A constrained concave maximization problem can be converted to a constrained convex minimization problem by negating the objective function and keeping the constraints intact. But in case of constrained supermodular maximization to submodular minimization it seems we have to change the constraints also.
For example, if I have a supermodular optimization problem,
\begin{equation}
\max_{S \subseteq V}\, f(S)\quad \text{s.t}\, \lvert S \rvert \leq k
\end{equation}
to convert to a submodular optimization problem, it does not make sense to use the constraint $\lvert S \rvert \leq k$. The only constraint which makes sense here is $\lvert S \rvert \geq k$. Otherwise, we can always return a non-empty solution by setting $k=1$. Does that mean that we need to reverse the inequality constraints in case of discrete optimizaton ?
EDIT: Assume the function is normalized $(f(\emptyset) = 0$ and monotonic increasing. In this case I think maximization of $f$ is equivalent to minimization of $-f$.
Best Answer
Let $f:2^{\{1,2\}} \rightarrow \mathbb{R}$ with
$$f(\{1\})=100$$ $$f(\{2\})=\frac{1}{2}$$ $$f(\{1,2\})= 101$$ $$f(\emptyset)=0$$
$f$ is supermodular. The solution of \begin{equation} \max_{S \subseteq V}\, f(S)\quad \text{s.t}\, \lvert S \rvert \leq k \end{equation}
for $k=1$ is $\{1\}$ with $f(\{1\})=100$.

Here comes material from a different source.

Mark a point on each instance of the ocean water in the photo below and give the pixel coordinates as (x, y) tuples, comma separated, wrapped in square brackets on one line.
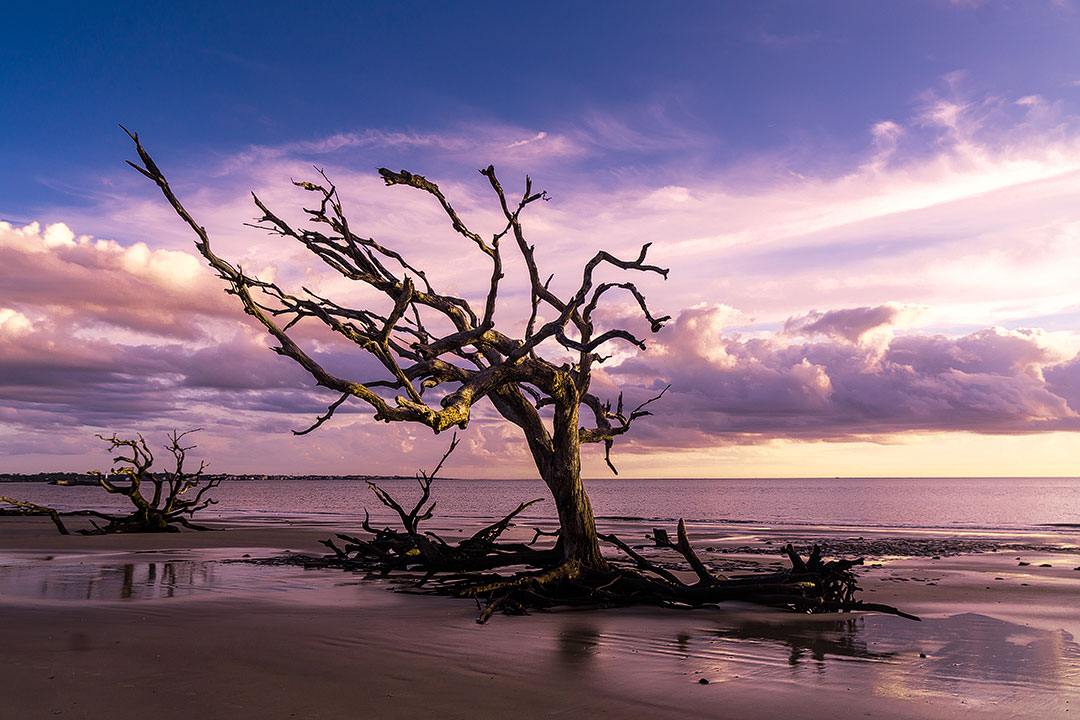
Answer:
[(1015, 503)]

If we now minimize $-f$ and turn around the constraint direction, we obtain the following problem:
\begin{equation} \min_{S \subseteq V}\, -f(S)\quad \text{s.t}\, \lvert S \rvert \geq 1 \end{equation}
Now, we obtain the optimum is at $S=\{1,2\}$. Thus, the two problems are not equivalent and just switching the constraint direction is not enough.